One of the main impacts of spaying is that it significantly reduces dogs’ metabolism. This means that spayed dogs will require a new diet and a reduced calorie intake, which is adapted to suit their new nutritional needs. Owners may have to reduce their dog’s total food intake or, alternatively, there is commercial food available which is made specifically for neutered or spayed dogs.

If a spayed dog’s diet is not managed properly, this can lead to obesity, which comes with a number of potential health issues, such as osteoarthritis, diabetes and heart disease, to name a few.

There can also be rarer side effects after spaying. Some dogs, particularly larger breeds, may suffer urinary incontinence after the operation, although this can usually be medically managed. In some cases, dogs can also develop changes in their coat after spaying, where the coat may become fuzzier or rougher than before.
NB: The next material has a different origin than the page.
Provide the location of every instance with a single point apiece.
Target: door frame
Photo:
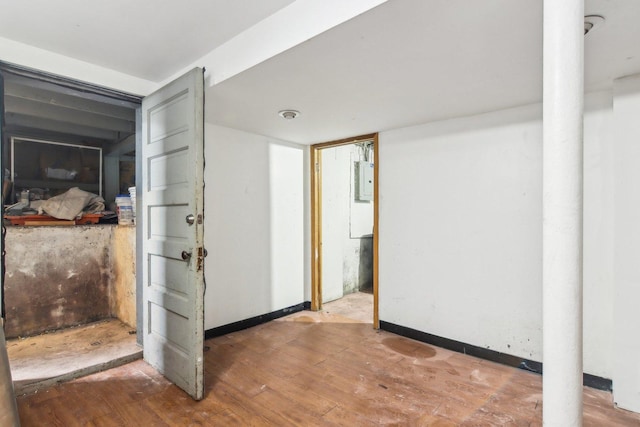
(316, 219)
If you want to fully understand some of the possible side effects of spaying and how they may affect your dog, you should discuss the process with a vet.

Post-op care

If you do decide to have your dog spayed, it is important to know how to prepare and how to support her through her recovery from the operation. Dogs can usually go home on the same day as the operation, although they may be kept in for a few nights as a precaution or if there are complications.
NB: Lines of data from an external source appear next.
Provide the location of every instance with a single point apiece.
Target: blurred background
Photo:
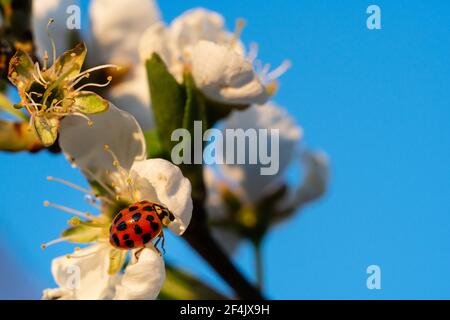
(377, 101)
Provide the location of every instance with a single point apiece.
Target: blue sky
(377, 101)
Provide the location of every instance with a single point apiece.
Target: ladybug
(139, 224)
Where stitches or staples have been used, she will have to return to the vet after 12-14 days to have these removed and to check that the incision has fully healed.

The recuperation time after keyhole surgery can be shorter than a month

When dogs do return home, they will be given a buster collar or bodysuit to stop them licking the surgical site, as well as some painkillers for a few days after the surgery. Rest is a very important part of recovery after spaying, as excessive movement may put strain on the delicate tissues and slow down the healing process.

Recovering dogs should be kept on the lead for toileting walks only for the first month, and they must be lifted from the car or sofa, rather than allowing them to jump, due to the risk of bleeding. The recuperation time after keyhole surgery can be shorter than a month, but it is always best to be cautious and check with your vet as to what is best for your dog.